Memikirkan apa yang telah terjadi saat Athena tersadar lalu kembali tertidur setelahnya. Begitu seterusnya hingga gadis itu mendapati kehadiran orang lain di sana—tepat pada sisi brankar yang ditempatinya—Athena mendapati pemandangan menyejukkan. Salah satu telapak tangannya lancang menyentuh surai ikal itu, memastikan bahwa apa yang dilihatnya bukan sekadar halusinasi belaka.

Ini nyata, 'kan? Tidak. Tidak mungkin, pikir Athena berkecamuk di detik itu juga. Jemarinya masih mengabsennya dengan ringkih, takut membangunkannya dari tidur.

Tuhan, apabila ini merupakan bagian dari mimpi maka biarkan Athena tidak terbangun.

"Hai, selamat pagi, tukang tidur," Ia membuyarkan lamunannya. Athena sontak saja mengangkat telapak tangannya dari sana, tahu bahwa telah tertangkap basah. Kini terlihat konyol dengan wajah seperti itu. "Udah bangun, hm? Gimana perasaan kamu? Baik-baik, 'kan? Nggak ada hal yang harus dicemaskan."

Athena terdiam. Seketika tidak memiliki kata-kata ataupun daya guna menanggapi hal tersebut, pertanyaan silih berganti memenuhi rongga di dalam kepalanya yang sejenak terasa kosong sebab masih merasa bingung. Kendati mulutnya dapat terbuka, tidak ada satu kata apa pun yang keluar dari sana. Masih merasa tidak percaya, Athena tidak tahu bahwa mimpi akan begitu atraktif seperti ini. "Nggak mungkin.
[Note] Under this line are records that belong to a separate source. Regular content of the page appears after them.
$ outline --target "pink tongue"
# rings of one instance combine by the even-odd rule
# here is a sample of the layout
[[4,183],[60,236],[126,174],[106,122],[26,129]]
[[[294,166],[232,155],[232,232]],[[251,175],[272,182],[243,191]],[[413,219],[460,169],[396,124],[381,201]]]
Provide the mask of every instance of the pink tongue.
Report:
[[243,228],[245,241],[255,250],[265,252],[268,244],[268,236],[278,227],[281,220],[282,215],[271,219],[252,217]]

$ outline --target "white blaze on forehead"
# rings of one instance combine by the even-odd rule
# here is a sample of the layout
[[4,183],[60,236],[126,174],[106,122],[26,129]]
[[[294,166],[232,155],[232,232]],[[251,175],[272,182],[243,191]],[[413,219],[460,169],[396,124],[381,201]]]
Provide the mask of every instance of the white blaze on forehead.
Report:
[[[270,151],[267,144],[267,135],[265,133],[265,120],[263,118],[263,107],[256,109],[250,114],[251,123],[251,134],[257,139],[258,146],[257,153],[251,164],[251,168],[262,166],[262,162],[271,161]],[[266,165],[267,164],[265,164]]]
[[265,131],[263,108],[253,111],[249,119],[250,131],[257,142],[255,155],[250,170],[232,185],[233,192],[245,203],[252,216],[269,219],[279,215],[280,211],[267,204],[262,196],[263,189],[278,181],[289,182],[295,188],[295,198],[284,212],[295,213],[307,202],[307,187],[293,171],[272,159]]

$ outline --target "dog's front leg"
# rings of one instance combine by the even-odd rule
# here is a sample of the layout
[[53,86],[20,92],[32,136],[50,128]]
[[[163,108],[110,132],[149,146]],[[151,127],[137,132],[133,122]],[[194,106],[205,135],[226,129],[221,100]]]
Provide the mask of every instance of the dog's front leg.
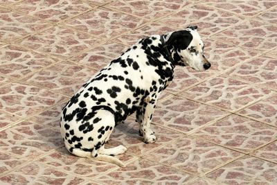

Ah, gue pasti udah gila andai menganggap lo nyata. Dokter benar, kesehatan mental gue emang udah terganggu sejak awal. Gue udah nggak sehat, 'kan? Gue pasti sakit."

"Begitupun juga denganku, Na. Sejak awal takdir mempertemukan kita karena rasa sakit. Kita mungkin nggak sehat, tapi bukan berarti hal semacam itu akan menghambat langkah kita untuk meraih masa depan yang lebih baik, 'kan?"

"Bukan kita," Athena meralat. Suaranya terdengar parau, terkekeh pelan di detik selanjutnya. Rasanya sedkit menyakitkan. "Tapi, lo. Untuk masa depan yang lebih baik, mustahil ada nama gue di sana."

"Nggak ada yang mustahil. Kamu udah selangkah menuju kehidupan yang lebih baik. Dengan apa yang udah terjadi. Merupakan suatu kehormatan tersendiri andai kamu mau menjalaninya bersama. Dalam artian menjalani suka dan duka bersama," katanya. Melepas senyum manis di sana. Mengatakan bahwa semuanya akan baik-baik saja andai Athena mengiyakan ajakan tersebut. "Kenapa? Kamu ragu sama aku?"